I started asking on Monday, and again on Tuesday, whether the confiscation of money from private bank accounts could happen in Canada the way it has happened in Cyprus. My argument was that yes it could, especially given that Cyprus is a modern European nation and that the decision to dip into accounts was made by finance ministers and officials from countries such as Germany, France and Italy.
This was not a Robert Mugabe theft of cash. If it can happen there then it can happen here.
Little did I know that the answer was already in the budget on page 145 (155 of the PDF).
- The Government proposes to implement a “bail-in” regime for systemically important banks. This regime will be designed to ensure that,in the unlikely event that a systemically important bank depletes its capital, the bank can be recapitalized and returned to viability through the very rapid conversion of certain bank liabilities into regulatory capital. This will reduce risks for taxpayers. The Government will consult stakeholders on how best to implement a bail-in regime in Canada. Implementation timelines will allow for a smooth transition for affected institutions, investors and other market participants.
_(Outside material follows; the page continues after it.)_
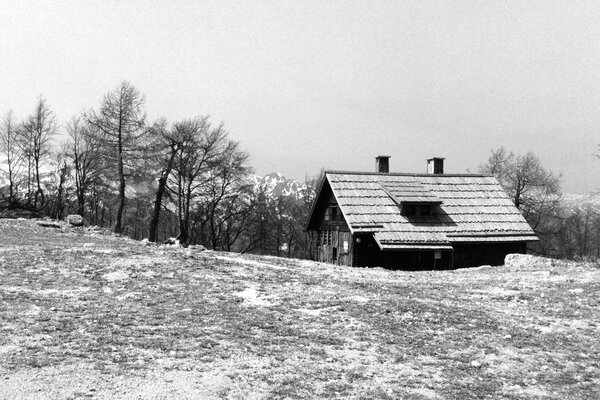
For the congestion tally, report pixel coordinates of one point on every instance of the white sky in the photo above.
(306, 85)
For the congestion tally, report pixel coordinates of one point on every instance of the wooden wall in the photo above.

- Systemically important banks will continue to be subject to existing risk management requirements, including enhanced supervision and recovery and resolution plans.
This risk management framework will limit the unfair advantage that could be gained by Canada’s systemically important banks through the mistaken belief by investors and other market participants that these institutions are “too big to fail.”
“Bail-in” is exactly how Eurozone officials described what happened in Cyprus (details here and here). In order for the country to get the bail-out from the EU, the banks needed to get a bail-in from their depositors. At first this meant every depositor and then just those with deposits over €100,000.
I asked officials from Finance Minister Jim Flaherty’s for comment on what this section means to them, here is the response from Flaherty’s Director of Communications Dan Miles.
“Bail-in arrangements are NOT ‘bail-out’ arrangements∙
Under a ‘bail-out’ arrangements, taxpayers money has to be used to save a failing financial institution∙
Under a ‘bail-in’ arrangements, a failing financial institution has to tap into their own special reserves or assets (which they have been forced to put aside) to keep their operations going∙
This keeps the financial institution in tract, without risking taxpayer money. This is what Canada is doing, in line with recent international agreements.”
No denial in there that depositors will be asked to pay up if Canadian banks fail. Some think that is a probability that will never happen but obviously the Finance Department thinks it could happen or it would not devise rules. The Big Six Banks were also recently told to up their capital requirements to prevent failure.
So unless Miles is not telling me something, the new regime in Canada is that deposits up to $100,000 will be insured through the Canada Deposit Insurance Corporation and anything else that you hold with a single bank will be up for grabs if that bank fails.
On one level it makes sense to say those who invested in the bank should be the ones who bail it out and not taxpayers. No one wants taxpayers to fund the bail out of big banks.
But is this what most people expect from their bank?
And what exactly would be up for grabs? Would a bank account with $150,00 in life savings see a good part of it seized? What about an RRSP I’ve built up through my bank for retirement? Having more than $100,000 in an RRSP is not out of order for a good saver or a self-employed person who needs to look after their retirement needs on their own.
And what about business accounts at that point, accounts that need to meet payroll?
As Jonathon Chevreau from Moneysense told me on Tuesday, diversify, diversify, diversify.
Canada has a new regime for possible bank failure and it looks exactly like Cyprus. One of our major banks failing may be unlikely but that doesn’t mean it is impossible.